Елена ЛИТИНСКАЯ. Встреча. Отрывок из романа «Незабытая мелодия»Надо зайти в аптеку, в русский магазин, овощной… Куда-то еще? Не помню. Может, потом вспомнится. А не вспомнится, значит, так тому и быть. Обойдется. Господи, как мне все это надоело! Вечно в бегах! Абсолютно нет времени и сил побыть наедине с собой, расслабиться или, наоборот, сосредоточиться и подумать о том, зачем все это. Я катастрофически быстро старею. Один день похож на другой, как вот эти близнецы в коляске, которую так бодро катит их молоденькая мама. Неужели так будет всегда, до самого конца? Каким будет мой конец и когда он наступит? – мрачно думала Наташа, круто, по-мужски паркуя машину на Брайтон-Бич Авеню, настоящим размашистым стилем заправского водилы. Был седьмой час вечера. Декабрьская ночь наплывала огромной темной волной, грозя вот-вот потопить судорожно барахтающийся в предрождественской суете город Бруклин.

Она возвращалась домой с работы. Осторожно глянула на себя в зеркальце. Так и есть. Ее лицо было неприкрыто усталым и увядшим, как подаренная на день рождения роза, отстоявшая в вазе свой срок. Крашеные в каштановый цвет волосы растрепались по ветру. Губная помада, вернее, ее остатки, были неопределенно поблекшего цвета, тушь потекла с ресниц, образуя под глазами черные кляксы. Словом, весь разрушенный мейкап говорил о том, что женщина в зеркальце, спешила домой после утомительного рабочего дня и не было возможности да и, если откровенно, то и желания замазать следы усталости на лице. В это время суток ей было абсолютно все равно, как она выглядит. Лицо как лицо… Одно из толпы. Женщина за сорок. Есть в этом определении некая обреченность, связанная с безвозвратностью предлога “за”. Ну, а если его заменить на обтекаемую незавершенность пердлога “под”? Ей было под пятьдесят. Нет, так еще хуже. От слова “пятьдесят” веет предпенсионностью и становится совсем уже тоскливо. Пусть будет “за сорок”», – думала Наташа.

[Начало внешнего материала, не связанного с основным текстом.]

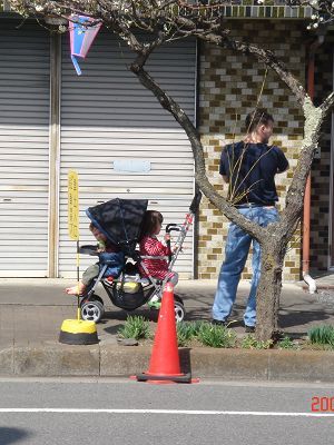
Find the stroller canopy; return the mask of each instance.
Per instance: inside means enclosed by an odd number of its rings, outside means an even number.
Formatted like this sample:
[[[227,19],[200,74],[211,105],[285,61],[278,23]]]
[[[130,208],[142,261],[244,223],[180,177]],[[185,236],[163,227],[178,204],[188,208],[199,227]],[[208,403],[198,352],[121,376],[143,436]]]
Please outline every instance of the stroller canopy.
[[[86,210],[91,222],[126,255],[132,255],[147,209],[146,199],[111,199]]]

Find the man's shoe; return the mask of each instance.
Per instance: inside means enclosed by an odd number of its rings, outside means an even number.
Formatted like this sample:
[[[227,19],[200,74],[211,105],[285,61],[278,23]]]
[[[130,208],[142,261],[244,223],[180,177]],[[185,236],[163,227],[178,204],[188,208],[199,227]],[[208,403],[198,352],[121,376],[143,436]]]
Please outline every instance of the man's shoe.
[[[247,326],[247,325],[245,325],[245,333],[247,333],[247,334],[254,334],[254,333],[255,333],[255,326]]]
[[[218,326],[227,326],[228,322],[226,320],[216,320],[215,318],[212,320],[213,325],[218,325]]]

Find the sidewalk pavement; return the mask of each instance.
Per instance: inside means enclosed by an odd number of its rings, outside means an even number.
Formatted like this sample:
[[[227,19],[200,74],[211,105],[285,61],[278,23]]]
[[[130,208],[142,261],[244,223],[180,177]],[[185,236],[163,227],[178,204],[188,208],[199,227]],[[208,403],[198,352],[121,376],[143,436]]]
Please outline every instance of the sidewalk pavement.
[[[323,281],[324,283],[324,281]],[[106,315],[97,325],[99,344],[62,345],[58,342],[63,319],[76,318],[76,297],[63,293],[68,279],[0,279],[0,375],[2,376],[128,376],[147,370],[150,347],[119,346],[118,329],[127,313],[111,305],[104,289]],[[184,298],[188,320],[209,320],[215,280],[181,280],[177,294]],[[249,284],[240,283],[233,329],[243,336],[243,308]],[[323,289],[323,290],[322,290]],[[304,338],[315,325],[334,325],[334,290],[322,286],[310,295],[303,285],[285,284],[279,324],[294,338]],[[130,313],[144,315],[155,325],[156,313],[147,306]],[[244,350],[181,348],[181,367],[199,377],[311,379],[334,382],[332,352]]]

Наташа снова и снова пристрастно всматривалась в свои черты. Натянуто улыбалась знакомому отражению, как перед фотокамерой, говорила сама себе “cheese” и начинала раскручивать свой пессимистический настрой в обратную сторону. Вообще-то, если закрыть глаза на разруху мейкапа, не так уж и плоха. Напротив, даже миловидна. Так, по крайней мере, говорили оценивающие взгляды еще не старых мужчин на улице и в сабвее. Если очень захотеть, можно состроить глазки своими серо-голубыми с темным ободком, как у Мишель Морган. Надо только сменить фокусировку и направление из центробежного, замкнуто-печального взгляда в себя на центростремительный, притворно оживленный взгляд на окружающий мир. Придется потренироваться.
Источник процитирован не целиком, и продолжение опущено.